The n-ary versions of NOR and NAND

Question

This is really two questions in one. Let $n$ be a natural number greater than or equal to $3$. The $n$-ary NOR is defined to be the $n$-ary operation on $\{0,1\}$ which outputs $1$ when all $n$ arguments are $0$, and outputs $0$ otherwise. The $n$-ary NAND is defined dually. My first question is, for each natural number $n \geq 3$, does the $n$-ary NOR and also the $n$-ary NAND operations generate all operations on $\{0,1\}$? My second question is, for each natural number $n \geq 3$, are the $n$-ary NOR and the $n$-ary NAND operations the only $n$-ary operations which generate, by themselves, all operations on $\{0,1\}$?

Answer 1

The answers are: Yes and No.

Let $A= \{0,1\}$ and let $\neg \colon A\to A$ be the negation operation ($\neg 0=1$ and $\neg 1=0$). A single $n$-ary operation $f(x_1,\ldots,x_n)$ on $A$ generates all operations on $A$ if and only if:

• $f(x,x,\ldots,x) = \neg x$ for $x\in A$, and
  
• $f$ does not commute with $\neg $. (This means: there exists $\bar{a}\in A^n$ such that $\neg f(a_1,\ldots,a_n)\neq f(\neg a_1,\neg a_2,\ldots,\neg a_n)$.)
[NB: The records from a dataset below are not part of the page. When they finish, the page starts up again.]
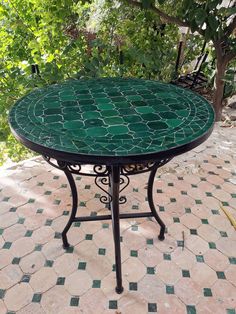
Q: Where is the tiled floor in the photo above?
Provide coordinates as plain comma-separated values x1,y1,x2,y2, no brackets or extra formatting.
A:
0,127,236,314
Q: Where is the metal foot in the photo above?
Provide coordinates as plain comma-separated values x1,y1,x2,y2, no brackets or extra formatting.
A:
147,166,166,241
62,170,78,249
111,166,123,293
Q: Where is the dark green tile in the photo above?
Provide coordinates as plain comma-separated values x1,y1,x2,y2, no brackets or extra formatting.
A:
166,285,175,294
2,242,12,250
85,234,93,240
21,274,30,282
203,288,212,297
182,269,190,278
92,280,101,288
148,303,157,313
130,250,138,257
25,230,33,237
44,260,54,267
78,262,87,270
229,257,236,265
32,293,42,303
147,267,156,275
109,300,118,310
163,253,171,261
98,248,106,255
11,257,20,265
56,277,65,286
0,289,6,299
196,255,204,263
70,297,79,306
208,242,216,249
186,305,197,314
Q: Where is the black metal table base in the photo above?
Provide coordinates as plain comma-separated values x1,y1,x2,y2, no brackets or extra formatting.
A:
44,156,170,293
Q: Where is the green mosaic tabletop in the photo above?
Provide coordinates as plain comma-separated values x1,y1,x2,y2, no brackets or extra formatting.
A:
9,78,214,163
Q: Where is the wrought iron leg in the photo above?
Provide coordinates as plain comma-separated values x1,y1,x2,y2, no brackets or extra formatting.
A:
111,166,124,293
62,170,78,249
147,166,165,241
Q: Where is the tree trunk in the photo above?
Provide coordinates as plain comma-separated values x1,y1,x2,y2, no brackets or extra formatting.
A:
213,58,226,121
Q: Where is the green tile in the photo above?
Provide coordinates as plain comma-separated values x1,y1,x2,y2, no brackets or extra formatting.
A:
220,231,228,238
70,297,79,306
53,200,61,205
32,293,42,303
148,303,157,313
0,289,6,299
130,250,138,257
131,225,138,231
92,279,101,288
34,244,43,251
208,242,216,249
222,202,229,206
195,200,202,205
11,257,20,265
25,230,33,237
173,217,180,223
203,288,212,297
2,242,12,250
216,271,226,279
109,300,118,310
163,253,171,261
146,239,153,245
44,260,54,267
98,248,106,255
186,305,197,314
54,232,61,239
78,262,87,270
229,257,236,265
56,277,65,286
166,285,175,294
85,234,93,240
177,240,184,247
196,255,204,263
20,274,30,282
147,267,156,275
182,269,190,278
18,217,25,225
129,282,138,291
102,223,109,229
45,219,52,226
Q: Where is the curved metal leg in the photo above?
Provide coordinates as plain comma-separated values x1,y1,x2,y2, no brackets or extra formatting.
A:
111,166,124,293
147,166,165,241
62,170,78,249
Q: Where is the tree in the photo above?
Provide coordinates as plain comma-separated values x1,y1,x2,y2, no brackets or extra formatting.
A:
122,0,236,121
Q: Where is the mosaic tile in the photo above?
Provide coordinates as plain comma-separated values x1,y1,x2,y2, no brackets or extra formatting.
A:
9,78,214,156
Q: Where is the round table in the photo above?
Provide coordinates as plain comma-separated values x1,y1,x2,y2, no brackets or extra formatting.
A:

You can derive this fact from the main result of

Completeness in finite algebras with a single operation
G. Rousseau.
Proc. Amer. Math. Soc. 18 (1967), 1009-1013

The number of $n$-ary operations on $A=\{0,1\}$ which satisfy both conditions is $2^{(2^n-2)}-2^{(2^{n-1}-1)}$. Thus, there are $0$ unary operations on $A$ that generate all operations on $A$, $2$ binary operations on $A$ that generate all operations on $A$ (NAND and NOR), $56$ ternary operations on $A$ that generate all operations on $A$, ETC. One example of a ternary operation on $A$ that generates all operations on $A$, and which is different from NAND and NOR, is NOR$(x_1,x_2,x_3)\vee (x_1\wedge x_2\wedge \neg x_3)$.